The development of any type of secondary cancer following chimeric antigen receptor (CAR) T-cell therapy may be rare, according to a recent study published by Ghilardi et al in Nature Medicine.
Background
Secondary cancers, including T-cell lymphomas, are known risks of cancer treatments such as chemotherapy, radiation, and stem cell transplant. CAR T-cell therapy—a personalized immunotherapy approach in which patients’ T cells are modified to target and kill their cancer cells—is currently only approved to treat hematologic malignancies that have relapsed or stopped responding to treatment. Therefore, patients who receive this type of therapy have already received multiple other types of treatments, have few remaining therapeutic options, and are facing dire prognoses.
Since its approval in 2017, CAR T-cell therapy has been used to treat more than 30,000 U.S. patients with hematologic malignancies. Some of the earliest patients treated in clinical trials have experienced remission for longer than a decade.
In November 2023, the U.S. Food and Drug Administration (FDA) launched an investigation into several reported cases of secondary T-cell malignancies, including CAR-positive lymphoma, in patients who received CAR T-cell therapy. In January 2024, the FDA stated that drug manufacturers will be required to add a safety label warning to CAR T-cell therapy products. Although the FDA review is ongoing, it remains unclear whether the secondary T-cell malignancies were caused by CAR T-cell therapy.

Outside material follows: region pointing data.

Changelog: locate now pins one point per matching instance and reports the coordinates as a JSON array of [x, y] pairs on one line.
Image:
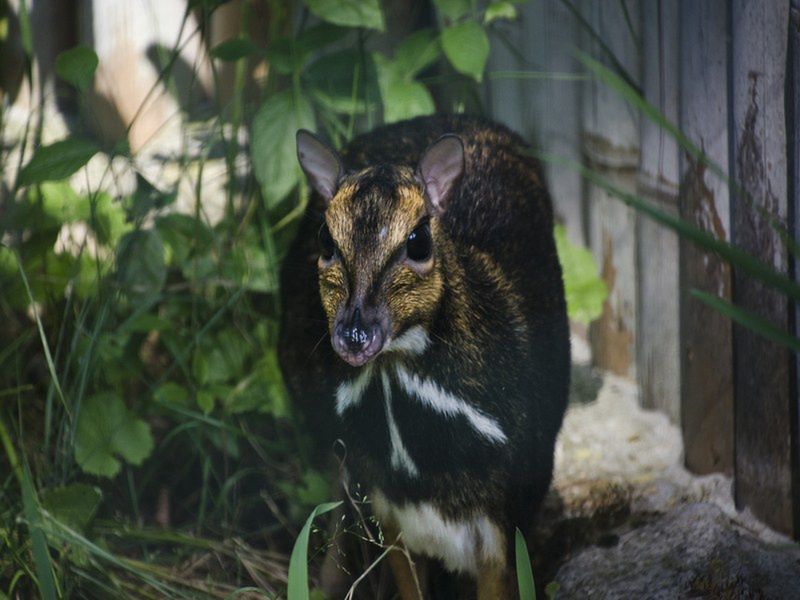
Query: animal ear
[[440, 170], [320, 163]]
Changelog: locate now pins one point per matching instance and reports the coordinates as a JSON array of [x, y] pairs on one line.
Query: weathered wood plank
[[762, 370], [793, 120], [657, 340], [611, 146], [706, 343]]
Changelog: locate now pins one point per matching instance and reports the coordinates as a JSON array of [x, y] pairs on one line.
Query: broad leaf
[[272, 144], [402, 98], [107, 432], [453, 9], [77, 66], [58, 160], [416, 52], [73, 505], [467, 48], [233, 49], [351, 13], [584, 288], [298, 563]]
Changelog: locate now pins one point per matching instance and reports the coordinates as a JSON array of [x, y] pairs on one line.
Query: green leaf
[[171, 393], [417, 51], [58, 160], [344, 81], [108, 432], [77, 66], [585, 290], [527, 590], [350, 13], [500, 10], [298, 563], [467, 48], [749, 320], [233, 49], [73, 505], [402, 99], [272, 144], [141, 270], [453, 9]]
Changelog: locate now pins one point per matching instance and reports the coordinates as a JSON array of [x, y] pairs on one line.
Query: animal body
[[425, 325]]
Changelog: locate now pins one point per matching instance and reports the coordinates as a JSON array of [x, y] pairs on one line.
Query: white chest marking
[[401, 460], [433, 396], [349, 393], [463, 545]]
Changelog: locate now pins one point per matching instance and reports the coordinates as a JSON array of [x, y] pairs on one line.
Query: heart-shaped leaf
[[58, 160], [467, 48], [76, 66], [107, 432]]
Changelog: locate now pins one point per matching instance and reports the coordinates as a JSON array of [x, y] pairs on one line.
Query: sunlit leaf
[[351, 13], [467, 48], [77, 66], [58, 160], [527, 590], [298, 563], [584, 288], [107, 433]]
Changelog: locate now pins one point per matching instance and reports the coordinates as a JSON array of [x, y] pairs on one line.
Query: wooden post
[[706, 343], [762, 369], [128, 93], [611, 146], [793, 121], [657, 340]]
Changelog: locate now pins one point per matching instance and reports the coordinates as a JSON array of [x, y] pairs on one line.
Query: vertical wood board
[[610, 145], [657, 331], [762, 369]]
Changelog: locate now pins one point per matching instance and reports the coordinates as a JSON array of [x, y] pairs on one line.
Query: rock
[[693, 551]]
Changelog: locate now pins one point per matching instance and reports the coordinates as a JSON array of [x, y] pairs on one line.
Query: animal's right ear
[[320, 163]]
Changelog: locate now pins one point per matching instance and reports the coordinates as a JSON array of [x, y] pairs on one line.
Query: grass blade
[[749, 320], [51, 367], [41, 555], [298, 564], [734, 255], [527, 590]]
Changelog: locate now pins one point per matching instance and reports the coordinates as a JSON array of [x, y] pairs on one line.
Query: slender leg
[[496, 582], [404, 574]]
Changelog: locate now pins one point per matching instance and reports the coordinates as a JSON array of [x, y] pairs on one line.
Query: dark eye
[[418, 244], [326, 246]]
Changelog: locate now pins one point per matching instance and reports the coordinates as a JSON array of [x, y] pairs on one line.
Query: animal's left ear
[[440, 171], [321, 164]]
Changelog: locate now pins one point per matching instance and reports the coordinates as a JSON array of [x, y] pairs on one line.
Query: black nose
[[355, 335]]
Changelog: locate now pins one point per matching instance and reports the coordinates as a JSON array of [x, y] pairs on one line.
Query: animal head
[[380, 247]]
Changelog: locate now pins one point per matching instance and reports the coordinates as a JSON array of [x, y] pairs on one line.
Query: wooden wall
[[726, 74]]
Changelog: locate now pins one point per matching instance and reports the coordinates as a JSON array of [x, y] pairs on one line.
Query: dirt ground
[[624, 519]]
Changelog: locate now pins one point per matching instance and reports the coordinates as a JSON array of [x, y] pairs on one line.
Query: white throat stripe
[[430, 394], [349, 393], [400, 457]]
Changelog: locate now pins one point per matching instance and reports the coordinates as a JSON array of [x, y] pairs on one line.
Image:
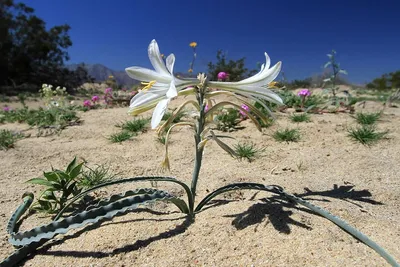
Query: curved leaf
[[81, 219], [179, 202], [128, 180]]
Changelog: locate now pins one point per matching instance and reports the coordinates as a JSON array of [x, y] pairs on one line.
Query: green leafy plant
[[8, 139], [177, 117], [60, 187], [336, 70], [121, 136], [367, 118], [366, 134], [95, 176], [302, 117], [247, 150], [167, 88], [134, 126], [287, 135], [161, 138]]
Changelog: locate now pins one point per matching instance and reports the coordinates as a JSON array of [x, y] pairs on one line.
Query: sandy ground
[[241, 228]]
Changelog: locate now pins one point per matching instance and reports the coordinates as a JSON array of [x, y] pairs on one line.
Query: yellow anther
[[148, 85]]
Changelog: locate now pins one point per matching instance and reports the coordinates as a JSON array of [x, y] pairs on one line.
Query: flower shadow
[[274, 209]]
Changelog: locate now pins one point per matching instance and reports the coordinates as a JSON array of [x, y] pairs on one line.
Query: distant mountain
[[100, 73]]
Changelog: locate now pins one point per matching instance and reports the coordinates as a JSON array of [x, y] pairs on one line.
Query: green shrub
[[60, 187], [366, 134], [134, 126], [92, 177], [367, 118], [302, 117], [247, 150], [8, 139], [287, 135], [120, 137]]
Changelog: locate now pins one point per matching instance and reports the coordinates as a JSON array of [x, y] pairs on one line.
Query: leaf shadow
[[274, 209]]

Researchers at the University of Pennsylvania have already established protocols to monitor patients during and 15 years following treatment with CAR T-cell therapy. The university also participates in national reporting requirements and databases that track outcomes data from all cell therapies and bone marrow transplants.
Study Methods and Results
In the recent study, researchers analyzed the outcomes of 449 patients who underwent treatment with commercially available CAR T-cell therapies at Penn Medicine between January 2018 and November 2023. The researchers found that 3.6% (n = 16) of the patients were diagnosed with a secondary cancer following receipt of CAR T-cell therapy. A majority of the secondary cancers (n = 12) were solid tumors such as skin cancer, prostate cancer, and lung cancer.

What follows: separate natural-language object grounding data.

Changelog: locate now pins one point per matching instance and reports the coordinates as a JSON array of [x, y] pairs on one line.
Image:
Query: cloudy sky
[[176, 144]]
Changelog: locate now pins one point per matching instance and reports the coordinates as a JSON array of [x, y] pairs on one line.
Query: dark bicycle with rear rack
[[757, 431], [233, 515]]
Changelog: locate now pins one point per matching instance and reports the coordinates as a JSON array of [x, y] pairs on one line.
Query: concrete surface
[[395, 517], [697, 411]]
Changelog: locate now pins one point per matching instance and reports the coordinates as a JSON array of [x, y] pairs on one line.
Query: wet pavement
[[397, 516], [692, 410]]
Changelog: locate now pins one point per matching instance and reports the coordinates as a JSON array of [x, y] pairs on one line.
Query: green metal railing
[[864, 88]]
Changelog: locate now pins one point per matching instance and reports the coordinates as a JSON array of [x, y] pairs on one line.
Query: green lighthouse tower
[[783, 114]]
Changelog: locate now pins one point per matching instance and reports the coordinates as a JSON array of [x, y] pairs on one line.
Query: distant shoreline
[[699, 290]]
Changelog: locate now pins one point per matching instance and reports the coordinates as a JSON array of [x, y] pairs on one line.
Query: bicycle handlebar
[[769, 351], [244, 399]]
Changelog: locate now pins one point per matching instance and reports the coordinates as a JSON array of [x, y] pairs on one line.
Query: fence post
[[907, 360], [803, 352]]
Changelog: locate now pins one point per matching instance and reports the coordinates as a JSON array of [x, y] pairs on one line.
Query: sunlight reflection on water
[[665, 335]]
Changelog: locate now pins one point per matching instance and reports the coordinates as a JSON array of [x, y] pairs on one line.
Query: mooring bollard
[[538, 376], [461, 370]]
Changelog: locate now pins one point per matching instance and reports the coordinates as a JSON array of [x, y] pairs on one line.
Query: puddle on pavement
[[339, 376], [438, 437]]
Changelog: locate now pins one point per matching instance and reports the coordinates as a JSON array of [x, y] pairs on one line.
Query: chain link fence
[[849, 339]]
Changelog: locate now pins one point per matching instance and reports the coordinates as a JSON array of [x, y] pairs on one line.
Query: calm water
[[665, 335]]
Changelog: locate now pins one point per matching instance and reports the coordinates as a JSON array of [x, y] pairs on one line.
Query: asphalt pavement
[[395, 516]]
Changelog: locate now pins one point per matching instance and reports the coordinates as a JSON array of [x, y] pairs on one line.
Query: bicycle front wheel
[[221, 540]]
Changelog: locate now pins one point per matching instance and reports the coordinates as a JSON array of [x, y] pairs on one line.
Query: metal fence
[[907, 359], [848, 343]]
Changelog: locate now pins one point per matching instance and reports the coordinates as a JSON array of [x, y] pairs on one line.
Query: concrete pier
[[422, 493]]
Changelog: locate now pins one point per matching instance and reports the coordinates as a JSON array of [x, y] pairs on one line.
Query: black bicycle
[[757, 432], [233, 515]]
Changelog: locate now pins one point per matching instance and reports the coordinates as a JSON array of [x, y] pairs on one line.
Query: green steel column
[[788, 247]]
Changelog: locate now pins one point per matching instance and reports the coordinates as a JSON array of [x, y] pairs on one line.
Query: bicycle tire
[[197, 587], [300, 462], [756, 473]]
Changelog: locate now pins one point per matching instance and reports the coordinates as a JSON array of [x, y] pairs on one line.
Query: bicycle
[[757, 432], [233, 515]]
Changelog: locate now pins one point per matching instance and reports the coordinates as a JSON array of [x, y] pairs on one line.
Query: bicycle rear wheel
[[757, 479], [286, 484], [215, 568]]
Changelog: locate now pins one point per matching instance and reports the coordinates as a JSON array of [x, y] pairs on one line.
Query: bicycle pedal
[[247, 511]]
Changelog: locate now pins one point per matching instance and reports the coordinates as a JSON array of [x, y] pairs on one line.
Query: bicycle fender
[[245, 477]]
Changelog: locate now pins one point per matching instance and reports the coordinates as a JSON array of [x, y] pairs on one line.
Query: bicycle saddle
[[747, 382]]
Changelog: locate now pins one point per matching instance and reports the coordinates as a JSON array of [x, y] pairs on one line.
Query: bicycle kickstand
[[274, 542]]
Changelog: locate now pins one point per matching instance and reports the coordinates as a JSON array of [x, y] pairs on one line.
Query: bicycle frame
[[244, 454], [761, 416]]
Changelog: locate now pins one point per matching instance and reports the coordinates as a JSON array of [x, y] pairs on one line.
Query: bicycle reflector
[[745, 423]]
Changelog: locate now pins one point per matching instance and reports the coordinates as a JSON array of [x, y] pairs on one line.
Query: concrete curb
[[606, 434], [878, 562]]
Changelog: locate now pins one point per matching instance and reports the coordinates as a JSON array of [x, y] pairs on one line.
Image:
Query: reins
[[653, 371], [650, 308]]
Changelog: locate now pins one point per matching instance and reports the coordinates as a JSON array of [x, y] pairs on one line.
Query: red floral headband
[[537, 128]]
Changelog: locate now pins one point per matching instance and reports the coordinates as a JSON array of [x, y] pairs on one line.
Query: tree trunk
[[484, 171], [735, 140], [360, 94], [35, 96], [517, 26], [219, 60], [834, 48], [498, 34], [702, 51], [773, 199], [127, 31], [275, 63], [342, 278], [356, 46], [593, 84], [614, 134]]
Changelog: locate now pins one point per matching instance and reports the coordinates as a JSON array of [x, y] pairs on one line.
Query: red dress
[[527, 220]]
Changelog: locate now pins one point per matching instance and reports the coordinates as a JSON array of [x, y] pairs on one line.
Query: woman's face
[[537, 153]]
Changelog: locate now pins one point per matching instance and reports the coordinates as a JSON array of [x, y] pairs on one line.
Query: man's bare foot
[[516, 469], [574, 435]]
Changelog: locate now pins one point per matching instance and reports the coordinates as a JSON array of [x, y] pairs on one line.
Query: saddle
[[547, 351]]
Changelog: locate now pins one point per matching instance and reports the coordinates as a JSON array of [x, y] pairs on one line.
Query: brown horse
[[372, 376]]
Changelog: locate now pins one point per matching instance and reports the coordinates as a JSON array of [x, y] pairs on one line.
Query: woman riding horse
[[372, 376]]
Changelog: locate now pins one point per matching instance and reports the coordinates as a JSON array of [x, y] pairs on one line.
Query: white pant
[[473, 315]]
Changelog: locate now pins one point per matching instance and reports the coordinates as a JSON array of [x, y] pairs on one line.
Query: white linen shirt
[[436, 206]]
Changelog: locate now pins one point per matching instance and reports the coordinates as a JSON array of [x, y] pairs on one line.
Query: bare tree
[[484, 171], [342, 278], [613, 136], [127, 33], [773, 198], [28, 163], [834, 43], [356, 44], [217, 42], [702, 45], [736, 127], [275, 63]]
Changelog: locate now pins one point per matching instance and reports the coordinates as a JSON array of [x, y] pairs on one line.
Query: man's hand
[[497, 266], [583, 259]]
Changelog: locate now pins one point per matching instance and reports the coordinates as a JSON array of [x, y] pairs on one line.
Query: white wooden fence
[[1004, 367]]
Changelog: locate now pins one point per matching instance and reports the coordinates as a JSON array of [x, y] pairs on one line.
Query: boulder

The researchers also discovered that one of the patients who developed a secondary lung tumor following CAR T-cell therapy also had incidental T-cell lymphoma in their lymph node—which was removed during surgery for the lung tumor. Molecular analyses demonstrated that the T-cell lymphoma didn’t harbor the CAR transgene, meaning that it was not a CAR-positive lymphoma and there was no clear connection to the CAR T-cell therapy.
Conclusions
“When this case was identified, we did a detailed analysis and concluded the T-cell lymphoma was not related to the CAR T-cell therapy. As the news of other cases came to light, we knew we should go deeper, to comb through our own data to better understand and help define the risk of any type of secondary cancer in patients who have received CAR T-cell products,” stressed senior study author Marco Ruella, MD, Assistant Professor of Hematology-Oncology and Scientific Director of the Lymphoma Program at the University of Pennsylvania. “What we found was very encouraging and reinforces the overall safety profile for this type of personalized cell therapy,” he highlighted.
“It’s important to have long-term follow-up and reporting systems in place for any new cancer treatment to understand the risks and benefits over time, so that we can—together with patients and their families—evaluate the best possible treatment options for each individual,” underscored co–study author David Porter, MD, the Jodi Fisher Horowitz Professor of Leukemia Care Excellence and Director of Cell Therapy and Transplantation at the Abramson Cancer Center at the University of Pennsylvania. “Just as Penn Medicine researchers … are continually working on finding new ways to make CAR T-cell therapy more effective for more patients, our team also has robust systems in place to study future cases like this so that we can contribute to a comprehensive understanding of secondary cancers in this patient population,” he concluded.
Disclosure: The research in this study was made possible by the Penn Medicine Cellular Therapy and Transplant BioBank. For full disclosures of the study authors, visit nature.com.